Bob LaPerriere, a retired medical doctor and historian, shared stories this month about life during the Gold Rush era in terms of health care. He is the curator of the Museum of Medical History of the Sierra Sacramento Valley Medical Society. That medical society, which is the oldest one in the state, covers El Dorado, Sacramento and Yolo counties.
This was a time when doctors treated the patient because they didn’t know the cause of the disease.
Bleeding, vomiting, blistering and purging were four the main ways to help relieve someone of their symptoms – at least that is what was believed at the time. Leeches were one way to get people to bleed. A sharp, knife-like instrument called a fleam was another.
With immunizations not yet created and living conditions at times substandard based on today’s regulations, childhood diseases were the norm. Measles was common.
“Surgery was pretty primitive,” LaPerriere told the packed room at Camp Richardson Lodge. The talk was put on by the Lake Tahoe Historical Society. “The most common operation was amputation.”
Gastrointestinal issues were the No. 1 complaint for people heading West on wagon trains. Contaminated water was common.
Even once they reached California the once pristine area was ravaged by the gold miners. Human sewage polluted the streets and drinking water.
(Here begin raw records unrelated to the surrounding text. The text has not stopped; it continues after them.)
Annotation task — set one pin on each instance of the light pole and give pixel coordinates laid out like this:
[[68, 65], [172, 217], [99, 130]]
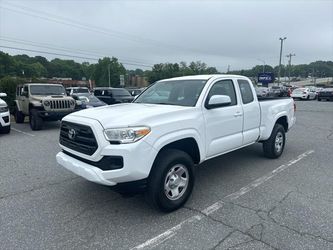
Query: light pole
[[263, 66], [109, 75], [279, 72], [289, 64]]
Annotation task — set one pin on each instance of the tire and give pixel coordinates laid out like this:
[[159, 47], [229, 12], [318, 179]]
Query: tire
[[273, 147], [36, 122], [19, 116], [5, 130], [170, 169]]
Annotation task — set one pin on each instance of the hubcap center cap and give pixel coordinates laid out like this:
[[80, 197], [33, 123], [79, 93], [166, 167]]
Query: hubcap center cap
[[174, 181]]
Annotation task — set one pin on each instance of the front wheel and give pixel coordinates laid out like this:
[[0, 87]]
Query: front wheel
[[36, 122], [19, 116], [273, 147], [171, 180]]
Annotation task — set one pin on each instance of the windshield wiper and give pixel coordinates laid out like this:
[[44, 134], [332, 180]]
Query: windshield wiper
[[166, 103]]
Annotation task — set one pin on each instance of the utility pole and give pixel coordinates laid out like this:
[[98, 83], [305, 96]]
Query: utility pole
[[263, 66], [279, 72], [109, 75], [289, 65]]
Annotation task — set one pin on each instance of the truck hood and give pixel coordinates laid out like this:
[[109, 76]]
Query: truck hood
[[128, 114]]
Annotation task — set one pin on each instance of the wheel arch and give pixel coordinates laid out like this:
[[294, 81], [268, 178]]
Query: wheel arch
[[187, 141], [283, 120]]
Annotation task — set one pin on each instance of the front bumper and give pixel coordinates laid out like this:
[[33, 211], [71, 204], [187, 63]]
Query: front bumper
[[137, 157], [300, 96], [4, 119], [54, 115]]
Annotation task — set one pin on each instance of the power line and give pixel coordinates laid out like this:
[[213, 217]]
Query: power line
[[67, 55], [64, 49], [80, 25]]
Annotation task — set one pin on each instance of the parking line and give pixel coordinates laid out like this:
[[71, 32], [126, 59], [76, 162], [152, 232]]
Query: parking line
[[155, 241], [22, 132]]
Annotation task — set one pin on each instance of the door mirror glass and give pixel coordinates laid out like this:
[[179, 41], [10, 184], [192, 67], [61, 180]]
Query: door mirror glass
[[218, 101]]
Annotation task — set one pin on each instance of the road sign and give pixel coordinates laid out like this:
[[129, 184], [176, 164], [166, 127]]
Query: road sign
[[266, 78], [122, 80]]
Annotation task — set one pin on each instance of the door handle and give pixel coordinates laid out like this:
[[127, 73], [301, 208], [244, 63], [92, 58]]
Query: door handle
[[238, 114]]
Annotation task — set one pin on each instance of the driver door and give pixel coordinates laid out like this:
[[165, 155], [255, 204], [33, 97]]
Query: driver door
[[224, 125]]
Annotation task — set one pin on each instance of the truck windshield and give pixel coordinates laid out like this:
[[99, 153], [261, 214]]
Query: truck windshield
[[181, 92], [120, 92], [47, 90]]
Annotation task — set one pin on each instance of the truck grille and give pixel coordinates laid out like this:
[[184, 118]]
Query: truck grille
[[78, 137], [60, 104]]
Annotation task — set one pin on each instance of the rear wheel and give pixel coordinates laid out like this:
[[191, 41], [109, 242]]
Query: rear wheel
[[5, 130], [19, 116], [36, 122], [273, 147], [171, 180]]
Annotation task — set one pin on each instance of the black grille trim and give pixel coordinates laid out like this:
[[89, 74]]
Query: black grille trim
[[5, 119], [84, 141], [106, 163]]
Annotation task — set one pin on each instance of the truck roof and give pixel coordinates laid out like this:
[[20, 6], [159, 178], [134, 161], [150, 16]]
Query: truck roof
[[41, 83], [203, 77]]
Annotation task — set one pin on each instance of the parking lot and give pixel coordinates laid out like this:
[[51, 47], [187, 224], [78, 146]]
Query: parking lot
[[241, 200]]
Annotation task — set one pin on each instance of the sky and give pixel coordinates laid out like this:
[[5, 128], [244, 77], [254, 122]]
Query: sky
[[140, 33]]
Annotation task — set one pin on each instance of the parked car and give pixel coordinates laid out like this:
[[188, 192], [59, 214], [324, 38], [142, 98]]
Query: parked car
[[325, 94], [304, 93], [262, 91], [77, 90], [135, 92], [113, 95], [42, 102], [88, 101], [4, 115], [155, 142]]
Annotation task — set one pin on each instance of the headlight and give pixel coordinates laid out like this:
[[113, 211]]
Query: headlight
[[36, 103], [4, 109], [126, 135]]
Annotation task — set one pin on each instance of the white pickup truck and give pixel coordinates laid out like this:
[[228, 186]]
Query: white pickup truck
[[156, 141]]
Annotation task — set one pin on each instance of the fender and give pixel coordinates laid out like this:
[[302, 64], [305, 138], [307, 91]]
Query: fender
[[18, 105], [178, 135], [265, 132]]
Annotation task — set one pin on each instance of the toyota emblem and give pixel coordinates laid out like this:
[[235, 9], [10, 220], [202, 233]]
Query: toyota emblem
[[71, 134]]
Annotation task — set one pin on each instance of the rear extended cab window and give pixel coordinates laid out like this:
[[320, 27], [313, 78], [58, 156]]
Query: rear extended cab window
[[246, 91], [223, 87]]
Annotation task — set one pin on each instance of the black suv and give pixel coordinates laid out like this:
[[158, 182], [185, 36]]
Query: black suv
[[113, 95]]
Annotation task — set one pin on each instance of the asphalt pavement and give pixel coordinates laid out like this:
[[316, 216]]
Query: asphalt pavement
[[241, 200]]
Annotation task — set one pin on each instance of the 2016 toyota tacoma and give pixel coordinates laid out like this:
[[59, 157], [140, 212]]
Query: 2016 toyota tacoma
[[175, 124]]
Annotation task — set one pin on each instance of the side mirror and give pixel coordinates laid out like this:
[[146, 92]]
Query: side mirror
[[216, 101]]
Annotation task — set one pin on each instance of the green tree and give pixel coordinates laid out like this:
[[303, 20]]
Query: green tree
[[101, 73]]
As LaPerriere said, “Sanitation was a luxury.”
Anesthetics were rare. Ether wasn’t introduced until after 1846.
Prior to the 1900s it was arsenic and strychnine that were the medications of choice. Then came mercury and narcotics.
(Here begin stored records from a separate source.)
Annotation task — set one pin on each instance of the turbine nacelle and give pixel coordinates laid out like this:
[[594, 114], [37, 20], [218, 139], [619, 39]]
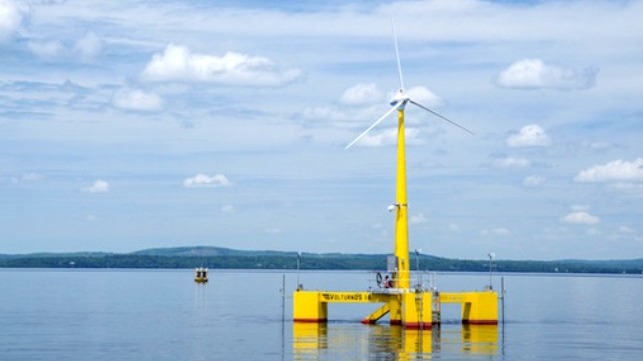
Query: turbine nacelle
[[400, 97]]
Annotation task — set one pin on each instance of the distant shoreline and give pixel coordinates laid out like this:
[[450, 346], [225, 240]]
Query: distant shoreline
[[224, 258]]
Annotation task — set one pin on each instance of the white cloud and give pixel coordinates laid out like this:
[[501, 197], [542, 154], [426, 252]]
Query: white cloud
[[531, 135], [389, 137], [509, 162], [203, 180], [89, 46], [533, 181], [135, 99], [272, 230], [424, 96], [178, 63], [580, 217], [500, 231], [360, 94], [12, 14], [99, 186], [46, 49], [614, 171], [535, 73], [418, 219]]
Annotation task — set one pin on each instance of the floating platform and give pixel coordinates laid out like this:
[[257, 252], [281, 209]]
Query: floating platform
[[409, 308]]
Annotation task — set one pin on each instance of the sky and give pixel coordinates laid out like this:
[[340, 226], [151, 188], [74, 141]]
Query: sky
[[138, 124]]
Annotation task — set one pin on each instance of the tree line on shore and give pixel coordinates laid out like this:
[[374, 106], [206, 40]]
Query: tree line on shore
[[221, 258]]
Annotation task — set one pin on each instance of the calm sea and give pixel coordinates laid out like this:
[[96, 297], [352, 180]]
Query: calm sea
[[157, 315]]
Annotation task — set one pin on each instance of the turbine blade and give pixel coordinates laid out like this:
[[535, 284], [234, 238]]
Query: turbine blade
[[394, 108], [397, 55], [441, 116]]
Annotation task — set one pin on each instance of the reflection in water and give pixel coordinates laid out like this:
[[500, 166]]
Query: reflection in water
[[313, 341]]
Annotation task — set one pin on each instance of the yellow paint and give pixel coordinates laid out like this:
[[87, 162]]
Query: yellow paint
[[402, 279], [416, 308], [477, 307], [307, 307], [377, 314], [309, 336], [402, 304]]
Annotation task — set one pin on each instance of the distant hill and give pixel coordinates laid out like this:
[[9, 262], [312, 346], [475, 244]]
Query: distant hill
[[218, 257]]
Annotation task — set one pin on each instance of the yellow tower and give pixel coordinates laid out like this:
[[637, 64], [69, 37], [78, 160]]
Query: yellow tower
[[405, 306], [401, 251]]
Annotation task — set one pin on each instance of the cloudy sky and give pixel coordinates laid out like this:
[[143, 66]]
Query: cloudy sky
[[136, 124]]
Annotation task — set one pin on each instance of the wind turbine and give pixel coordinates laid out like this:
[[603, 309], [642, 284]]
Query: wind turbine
[[399, 101]]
Chinese herbalists were practicing as well. They are credited with saving the life Jane Stanford, the wife of then-Gov. Leland Stanford.
One of the worst things to strike the Sacramento area was the cholera epidemic of 1850. It hit all classes, killing nearly 1,000 people in three weeks and by some estimates 5,000 in total. Of the 50 doctors in the area at the time, 17 died from the disease.
At the museum in Sacramento is the original X-ray tube that came to Sacramento in about 1900. Also on display is an iron lung used for polio patients.